On Mon, Apr 16, 2018 at 07:34:29PM +0000, Yann Collet wrote:
> Hi Singh
>
> I don't have any strong opinion on this topic.
>
> You made your case clear:
> your variant trades a little bit of speed for a little bit more compression ratio.
> In the context of zram, it makes sense, and I would expect it to work, as advertised in your benchmark results.
> (disclaimer: I haven't reproduced these results, just, they look reasonable to me, I have no reason to doubt them).
>
> So, the issue is less about performance, than about code complexity.
>
> As mentioned, this is an incompatible variant.
> So, it requires its own entry point, and preferably its own code path
> (even if it's heavily duplicated,
> mixing it with regular lz4 source code, as proposed in the patch, will be bad for maintenance,
> and can negatively impact regular lz4 usage, outside of zram).
>
> So that's basically the "cost" of adding this option.
>
> Is it worth it?
> Well, this is completely outside of my responsibility area, so I really can't tell.
> You'll have to convince people in charge that the gains are worth their complexity,
> since _they_ will inherit the duty to keep the system working through its future evolutions.
> At a minimum, you are targeting maintainers of zram and the crypto interface.
> For this topic, they are the right people to talk to.
>
>
> On 4/16/18, 04:09, "Maninder Singh" <[email protected]> wrote:
>
>
> Hello Nick/ Yann,
>
> Any inputs regarding LZ4 dyn results & lz4 dyn approach.
>
> >Hello Nick/Sergey,
> >
> >Any suggestion or comments, so that we can change code and resend the patch?
> >
> >> Hi Nick / Sergey,
> >>
> >>
> >> We have compared LZ4 Dyn with Original LZ4 using some samples of realtime application data(4Kb)
> >> compressed/decompressed by ZRAM. For comparison we have used lzbench (https://github.com/inikep/lzbench)
> >> we have implemented dedicated LZ4 Dyn API & kept last literal length as 6 to avoid overhead
> >> of checks.

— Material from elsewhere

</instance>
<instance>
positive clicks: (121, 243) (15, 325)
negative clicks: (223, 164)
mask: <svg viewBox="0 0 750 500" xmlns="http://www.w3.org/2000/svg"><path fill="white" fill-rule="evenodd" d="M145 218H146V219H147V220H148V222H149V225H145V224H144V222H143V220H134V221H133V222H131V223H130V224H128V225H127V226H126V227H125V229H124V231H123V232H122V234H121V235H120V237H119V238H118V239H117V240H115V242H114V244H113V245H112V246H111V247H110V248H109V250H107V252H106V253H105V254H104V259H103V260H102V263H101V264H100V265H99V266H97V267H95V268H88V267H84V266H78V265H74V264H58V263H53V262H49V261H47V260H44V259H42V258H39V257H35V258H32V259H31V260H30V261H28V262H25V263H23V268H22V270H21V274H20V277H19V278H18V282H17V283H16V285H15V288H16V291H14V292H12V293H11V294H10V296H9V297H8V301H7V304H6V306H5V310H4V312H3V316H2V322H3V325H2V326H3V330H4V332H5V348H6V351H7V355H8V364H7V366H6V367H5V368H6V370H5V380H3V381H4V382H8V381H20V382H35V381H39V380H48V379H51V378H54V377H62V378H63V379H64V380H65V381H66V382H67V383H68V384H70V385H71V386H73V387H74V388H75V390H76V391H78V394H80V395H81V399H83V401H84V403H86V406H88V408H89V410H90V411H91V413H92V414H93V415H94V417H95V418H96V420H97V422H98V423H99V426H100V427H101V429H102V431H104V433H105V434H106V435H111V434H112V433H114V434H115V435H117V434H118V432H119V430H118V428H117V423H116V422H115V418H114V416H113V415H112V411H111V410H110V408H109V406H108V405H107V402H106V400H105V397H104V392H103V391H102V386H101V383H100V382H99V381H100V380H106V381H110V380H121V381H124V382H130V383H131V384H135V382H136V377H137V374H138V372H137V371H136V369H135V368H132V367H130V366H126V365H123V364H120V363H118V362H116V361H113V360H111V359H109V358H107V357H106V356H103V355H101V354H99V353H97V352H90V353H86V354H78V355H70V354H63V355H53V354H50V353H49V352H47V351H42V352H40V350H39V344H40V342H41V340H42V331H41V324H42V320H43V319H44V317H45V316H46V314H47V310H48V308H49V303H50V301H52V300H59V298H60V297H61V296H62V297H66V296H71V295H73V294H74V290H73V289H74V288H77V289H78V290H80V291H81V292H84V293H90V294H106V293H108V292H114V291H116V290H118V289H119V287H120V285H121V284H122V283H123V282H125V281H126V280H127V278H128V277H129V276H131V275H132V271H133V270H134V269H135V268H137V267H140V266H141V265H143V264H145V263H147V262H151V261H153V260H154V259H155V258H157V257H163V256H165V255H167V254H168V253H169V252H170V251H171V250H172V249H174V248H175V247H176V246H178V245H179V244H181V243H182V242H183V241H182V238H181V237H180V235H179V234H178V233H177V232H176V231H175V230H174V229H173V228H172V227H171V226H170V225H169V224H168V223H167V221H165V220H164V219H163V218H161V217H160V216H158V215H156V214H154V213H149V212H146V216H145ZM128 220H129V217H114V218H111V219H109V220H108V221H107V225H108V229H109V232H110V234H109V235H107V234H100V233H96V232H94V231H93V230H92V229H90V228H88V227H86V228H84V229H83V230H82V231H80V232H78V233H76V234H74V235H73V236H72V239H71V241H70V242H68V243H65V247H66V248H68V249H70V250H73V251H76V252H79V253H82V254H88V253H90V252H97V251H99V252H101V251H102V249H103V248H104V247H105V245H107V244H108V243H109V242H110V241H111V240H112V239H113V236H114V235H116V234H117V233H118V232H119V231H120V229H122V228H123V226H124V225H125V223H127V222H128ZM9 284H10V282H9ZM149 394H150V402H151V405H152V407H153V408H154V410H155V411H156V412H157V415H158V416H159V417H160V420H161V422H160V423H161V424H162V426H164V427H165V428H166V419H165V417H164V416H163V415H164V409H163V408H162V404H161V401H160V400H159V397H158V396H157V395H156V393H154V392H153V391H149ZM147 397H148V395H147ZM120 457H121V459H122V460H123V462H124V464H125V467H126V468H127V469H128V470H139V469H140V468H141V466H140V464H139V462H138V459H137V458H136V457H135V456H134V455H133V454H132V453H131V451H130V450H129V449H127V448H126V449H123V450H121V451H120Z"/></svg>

It seems in average case there is a saving of 3~4% in compression ratio with almost same compression
> >> speed and minor loss in decompression speed (~50MB/s) when compared with LZ4.
> >>
> >> Comparison of Lz4 Dyn with LZO1x is also done as LZO1x is default compressor of ZRAM.
> >>

Unfortunately the track record of maintaining compression code in the Linux
kernel is not great. zlib for example was forked from v1.2.3, which was
released in 2005, and hasn't been updated since besides some random drive-by
patches which have made it diverge even further from upstream. There have even
been bugs assigned CVE numbers in upstream zlib, and I don't think anyone has
looked at whether the Linux kernel version has those bugs or not.

The story with LZ4 is a bit better as someone updated it to v1.7.3 last year.
But, it took a lot of rounds of review in which I had to point out some subtle
regressions like the hash table size being accidentally changed, and things not
being inlined that should be. And of course now that version is outdated
already.

We also have LZO and Zstandard in the kernel to maintain too, as well as XZ
decompression.

And very problematically, *none* of these compression algorithms have a
maintainer listed in the MAINTAINERS file.

So in my opinion, as a prerequisite for this change, someone would need to
volunteer to actually maintain LZ4 in the kernel.

Thanks,

Eric